Connection timeout wrongly applied to non-preferred hosts
Describe the bug (Related to the testing I mentioned #2171 but this appears to be a straightforward bug.)
When connecting with a target_session_attrs preference that cannot be satisfied and the final host times out, the connection to the non-preferred host is not attempted and falsely times out.
To Reproduce
- Create a connection string with two hosts and a preference for the second; e.g. a primary and standby with
target_session_attrs=prefer-standby - Block network traffic from the client to the standby.
- Configure a connection timeout for e.g. 1 second.
- Execute a query.
Expected behavior After 1 second the connection to the standby times out, the primary is chosen instead, and the query executes.

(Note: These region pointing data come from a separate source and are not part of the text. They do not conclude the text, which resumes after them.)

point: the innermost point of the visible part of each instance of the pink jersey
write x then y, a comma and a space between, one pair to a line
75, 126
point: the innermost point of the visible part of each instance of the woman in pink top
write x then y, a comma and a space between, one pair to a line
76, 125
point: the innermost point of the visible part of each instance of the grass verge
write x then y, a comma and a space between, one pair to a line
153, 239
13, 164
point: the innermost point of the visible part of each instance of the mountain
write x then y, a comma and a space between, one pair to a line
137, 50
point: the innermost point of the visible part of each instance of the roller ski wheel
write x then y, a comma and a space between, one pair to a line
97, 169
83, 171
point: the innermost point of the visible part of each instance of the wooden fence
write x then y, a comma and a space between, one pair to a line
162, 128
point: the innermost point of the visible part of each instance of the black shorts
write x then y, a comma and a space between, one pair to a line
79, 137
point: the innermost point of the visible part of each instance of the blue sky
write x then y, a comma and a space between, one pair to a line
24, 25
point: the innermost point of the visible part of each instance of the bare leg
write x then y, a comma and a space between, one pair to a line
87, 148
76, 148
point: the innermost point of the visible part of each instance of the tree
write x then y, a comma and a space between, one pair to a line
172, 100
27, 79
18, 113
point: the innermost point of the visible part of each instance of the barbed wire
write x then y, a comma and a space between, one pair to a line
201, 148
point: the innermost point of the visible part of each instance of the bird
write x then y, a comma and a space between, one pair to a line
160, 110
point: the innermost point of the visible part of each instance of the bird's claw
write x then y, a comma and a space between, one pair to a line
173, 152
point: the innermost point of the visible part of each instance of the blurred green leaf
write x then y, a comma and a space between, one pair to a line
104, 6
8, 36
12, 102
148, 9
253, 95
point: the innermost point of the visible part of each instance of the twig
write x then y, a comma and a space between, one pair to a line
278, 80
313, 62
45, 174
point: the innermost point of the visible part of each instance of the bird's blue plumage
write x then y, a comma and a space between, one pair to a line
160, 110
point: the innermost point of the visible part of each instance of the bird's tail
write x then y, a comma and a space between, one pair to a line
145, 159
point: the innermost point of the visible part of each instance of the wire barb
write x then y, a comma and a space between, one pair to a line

Actual behavior After 1 second the query returns a timeout.
Version
- go version go1.23.2 linux/amd64
- PostgreSQL: PostgreSQL 14.13 (Ubuntu 14.13-1.pgdg22.04+1) on aarch64-unknown-linux-gnu, compiled by gcc (Ubuntu 11.4.0-1ubuntu1~22.04) 11.4.0, 64-bit
- pgx: v5.7.1
Additional context
From my understanding of the code, connectPreferred resets the timeout for each new host as it iterates the possible targets. However, once it's decided to fall back to fallbackConnectOneConfig, it reuses whatever the last ctx it had from the initial pass was. If this had timed out, the new connection will start in a timed-out state. It should instead probably iterate the entire list again with fresh contexts based on octx. Or, as an optimization, the first non-preferred connection could be returned rather than the config and returned directly if no other preferred one is found / closed if a preferred one is found.
We had the same bug now, we use prefer-standby with a list of hosts too. @jackc would you be open for MR fixing this?
@LKaemmerling Yes, if it can be cleanly resolved I'm interested. However, there might be a bit of a mismatch between how pgx uses fallback configs and ideal connect_timeout and target_session_attrs behavior. So it might not be very easy.